Second homes and investment properties may sound like the same thing, but they’re not. The subtle differences between these two types of homes can make a big difference, primarily because your lender will base your mortgage on which type of property you’re trying to buy.

If you’re a homeowner who is thinking about purchasing a second property, either for rent, for personal use, or both, it’s essential to understand the differences between these two types of homes. Knowing the difference can help you decide what kind of home to buy. 

What’s a Second Home?

Most of the time, a second home is a vacation property. It’s a place where you or your family can go to relax, enjoy yourself, spend time, or even live for brief periods. Sometimes, a second home is not vacation property at all, but a place where the homeowner travels to conduct business. Either way, the point of a second home is for the owner to spend time there. Second homes can be rented to other individuals for brief periods, but there may be strict restrictions that prevent second homeowners from leasing their second home for long periods. 
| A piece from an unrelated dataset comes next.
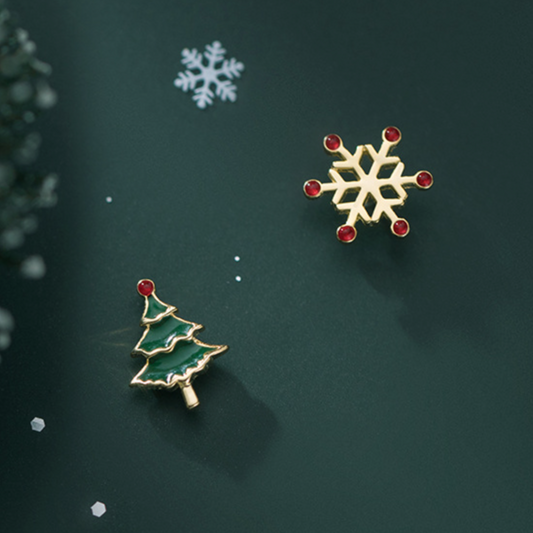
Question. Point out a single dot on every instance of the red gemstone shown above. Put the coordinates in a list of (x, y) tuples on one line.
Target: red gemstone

What’s an Investment Property?

An investment property is a home that someone owns to make money from rental income. The homeowners of an investment property often do not live in the house, or if they do, they do it very infrequently. Investment properties are intended to be rented, and often homeowners, who must pay more for their mortgage on their investment property, don’t want to lose an opportunity to make money off their home. 

What Kind of Loan Do You Need?

Second-home loans and investment loans are different in a few significant ways. Second-home loans typically require a down payment of 10 to 20%. Because the home is a residence, it may qualify for a lower interest rate than an investment home. Investment loans require the homeowner to put forward a down payment of 25% and may have a higher interest rate. 

In the past, second home loan lenders prevented homeowners from renting their homes, even for brief periods. Not long ago, these rules changed, and now homeowners are allowed to rent their second home for short periods.

However, buyers who plan to purchase a second home and rent it occasionally must be upfront with their plans to the lender and must follow any rules outlined in the terms of the mortgage. Failure to disclose plans to rent a home for the sake of getting a better deal on a mortgage is called occupancy fraud. Fines for occupancy fraud are steep, and in some cases of occupancy fraud, the lender can take the home away from the homeowner.  

Which One is Right For You?

Vacation homes and investment properties are different in more ways than one. It’s not just the loan that changes, depending on what you buy. Vacation homes and investment properties also have tax implications. Buying the right home can help save you money every year at tax time. 

What kind of home is right for you will depend entirely on whether you plan to occupy or rent the house, and for how long. But if you’re on the fence and don’t know for sure how often you’ll be using the home and for what purposes, talk to an accountant and a lender to help you decide what makes sense financially. Working with a reputable lender and accountant, you can determine what type of property is right for you.